Supplement 9: Fighting Ships
- Designers: Tim Brown
- Publishers: Game Designers' Workshop
- Publication: 1981
- Genres: Science-fiction
- Systems: Classic Traveller

= Traveller Supplement 9: Fighting Ships =

Science-fiction role-playing game supplement

Traveller Supplement 9: Fighting Ships is a tabletop role-playing game supplement, written by Tim Brown, with illustrations by Jennell Jaquays, (Note: Credited as Paul Jaquays.) for Traveller and published in 1981 by Game Designers' Workshop.

==Contents==
Fighting Ships presents 25 different ships that the Imperium uses, ranging from a 20-ton gig to a 500,000-ton dreadnought.
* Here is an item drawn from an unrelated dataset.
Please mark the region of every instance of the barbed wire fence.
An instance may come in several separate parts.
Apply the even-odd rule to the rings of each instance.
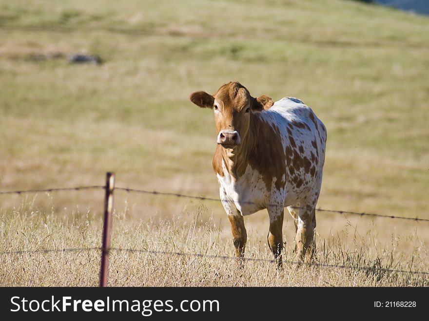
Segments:
[[[184,194],[172,193],[167,192],[158,191],[156,190],[148,190],[145,189],[130,189],[127,188],[115,187],[115,174],[112,172],[108,172],[106,174],[106,180],[105,185],[94,185],[90,186],[80,186],[77,187],[70,188],[52,188],[45,189],[28,189],[21,190],[14,190],[14,191],[0,191],[0,195],[8,195],[8,194],[18,194],[21,195],[27,193],[41,193],[41,192],[52,192],[54,191],[80,191],[87,189],[104,189],[105,191],[105,196],[104,199],[104,218],[103,225],[103,239],[102,241],[102,246],[101,247],[81,247],[74,248],[62,248],[62,249],[39,249],[37,250],[20,250],[20,251],[4,251],[0,252],[0,255],[3,256],[5,255],[23,255],[27,254],[35,253],[63,253],[63,252],[84,252],[84,251],[100,251],[101,252],[101,260],[100,264],[100,286],[107,286],[107,276],[108,274],[108,266],[109,266],[109,256],[111,251],[116,252],[128,252],[129,253],[146,253],[148,254],[157,254],[167,256],[176,256],[182,257],[193,257],[201,258],[211,258],[224,260],[240,260],[242,262],[253,262],[265,263],[268,264],[276,264],[278,263],[277,261],[275,260],[268,260],[263,259],[257,259],[254,258],[237,258],[233,256],[221,256],[221,255],[214,255],[209,254],[203,254],[200,253],[185,253],[182,252],[169,252],[166,251],[154,251],[148,250],[147,249],[134,249],[134,248],[123,248],[120,247],[111,247],[110,240],[111,240],[111,231],[112,227],[112,212],[113,207],[113,193],[114,190],[121,190],[127,192],[133,192],[137,193],[142,193],[147,194],[152,194],[154,195],[159,196],[174,196],[177,198],[188,198],[190,199],[195,199],[201,201],[212,201],[215,202],[232,202],[232,201],[226,199],[222,199],[214,197],[208,197],[205,196],[198,196],[195,195],[189,195]],[[255,203],[251,202],[240,202],[242,204],[256,204],[261,205],[258,203]],[[264,206],[272,205],[272,204],[264,204]],[[293,208],[299,208],[299,207],[291,207]],[[329,213],[334,213],[339,214],[350,214],[353,215],[358,215],[359,216],[368,216],[375,217],[380,217],[382,218],[390,218],[397,219],[402,220],[408,220],[414,221],[416,222],[429,222],[429,219],[422,219],[417,217],[414,218],[407,217],[404,216],[397,216],[394,215],[385,215],[380,214],[374,213],[367,213],[365,212],[354,212],[346,210],[338,210],[333,209],[325,209],[321,208],[316,208],[316,211],[325,212]],[[322,263],[317,263],[316,262],[306,263],[306,262],[298,262],[290,260],[284,260],[282,261],[282,263],[289,264],[291,265],[305,265],[318,267],[330,267],[345,269],[351,269],[353,270],[359,271],[373,271],[376,270],[380,272],[389,272],[389,273],[407,273],[410,274],[417,274],[423,276],[429,275],[429,272],[420,271],[412,271],[407,270],[400,269],[389,269],[384,268],[381,267],[375,267],[371,266],[362,266],[356,265],[342,265],[342,264],[326,264]]]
The supplement uses the rules and combat systems from a previous supplement, High Guard. Each ship class is presented with game statistics, descriptions of its components, and background information. Thirteen Traveller supplements were published. A single collected volume was published by Far Future Enterprises in 2000.

==Reception==
In the December 1981 edition of The Space Gamer (Issue No. 46), William A. Barton gave a thumbs up, saying, "Fighting Ships is well worth adding to your Traveller collection."
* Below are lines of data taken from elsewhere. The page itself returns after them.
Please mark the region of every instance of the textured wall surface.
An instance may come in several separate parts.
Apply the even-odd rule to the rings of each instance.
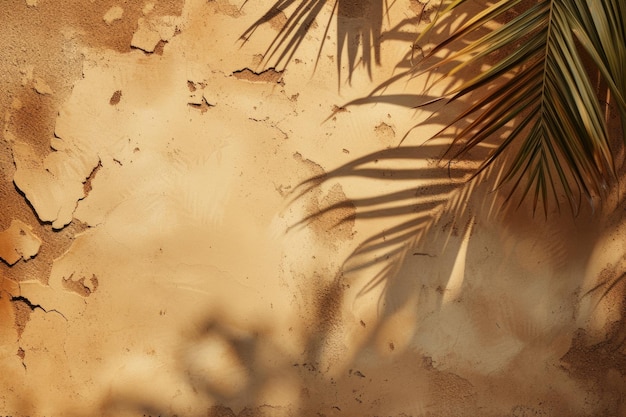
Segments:
[[[626,414],[623,193],[498,211],[368,96],[432,10],[299,4],[3,1],[0,415]]]

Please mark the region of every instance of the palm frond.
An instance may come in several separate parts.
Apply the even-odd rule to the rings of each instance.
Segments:
[[[418,42],[441,23],[442,16],[463,3],[465,0],[449,2]],[[589,74],[599,71],[624,122],[626,4],[620,0],[537,1],[499,28],[445,58],[435,58],[442,49],[454,49],[455,42],[476,36],[521,3],[502,0],[487,7],[436,45],[414,72],[447,65],[442,78],[459,77],[461,71],[472,69],[476,73],[442,97],[453,102],[482,94],[448,125],[472,116],[453,139],[449,157],[461,158],[500,133],[503,137],[477,173],[512,152],[514,157],[498,186],[511,183],[510,196],[520,189],[521,200],[532,194],[533,209],[541,202],[546,215],[549,201],[558,204],[561,193],[577,211],[582,197],[593,205],[616,178],[605,109]],[[480,71],[486,58],[502,51],[506,52],[504,58]],[[587,56],[594,68],[589,67]],[[511,124],[510,132],[503,133]]]

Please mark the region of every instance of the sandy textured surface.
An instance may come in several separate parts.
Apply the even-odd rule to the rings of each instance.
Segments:
[[[623,193],[498,212],[424,77],[343,107],[421,3],[88,3],[0,8],[0,415],[626,414]]]

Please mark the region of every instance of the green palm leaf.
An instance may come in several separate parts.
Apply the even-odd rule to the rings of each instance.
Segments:
[[[437,27],[441,16],[464,2],[450,2],[418,42]],[[512,190],[519,189],[522,199],[532,194],[533,208],[541,201],[546,214],[550,195],[558,204],[562,192],[576,211],[581,197],[593,205],[596,197],[606,195],[616,178],[607,103],[601,104],[590,74],[595,71],[603,78],[623,125],[626,4],[621,0],[540,0],[498,29],[425,66],[437,52],[455,41],[475,37],[478,30],[484,31],[488,23],[504,17],[520,3],[503,0],[489,6],[434,47],[415,71],[424,73],[452,65],[443,76],[451,77],[476,68],[495,51],[507,51],[505,58],[444,97],[456,101],[488,91],[450,124],[471,116],[469,125],[453,139],[448,156],[461,158],[500,133],[503,137],[478,172],[503,160],[505,154],[512,155],[498,186],[512,183]],[[507,133],[504,128],[511,124],[514,127]]]

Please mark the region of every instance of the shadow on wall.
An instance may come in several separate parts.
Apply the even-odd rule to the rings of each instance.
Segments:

However, in the December 1981 edition of Dragon (Issue 56), although Tony Watson called the supplement "very interesting reading for those of us enamored with spaceships and all that goes with them", he questioned why players or referees would buy the book. "It is highly unlikely that any player character is going to acquire a ship of this great size and capability."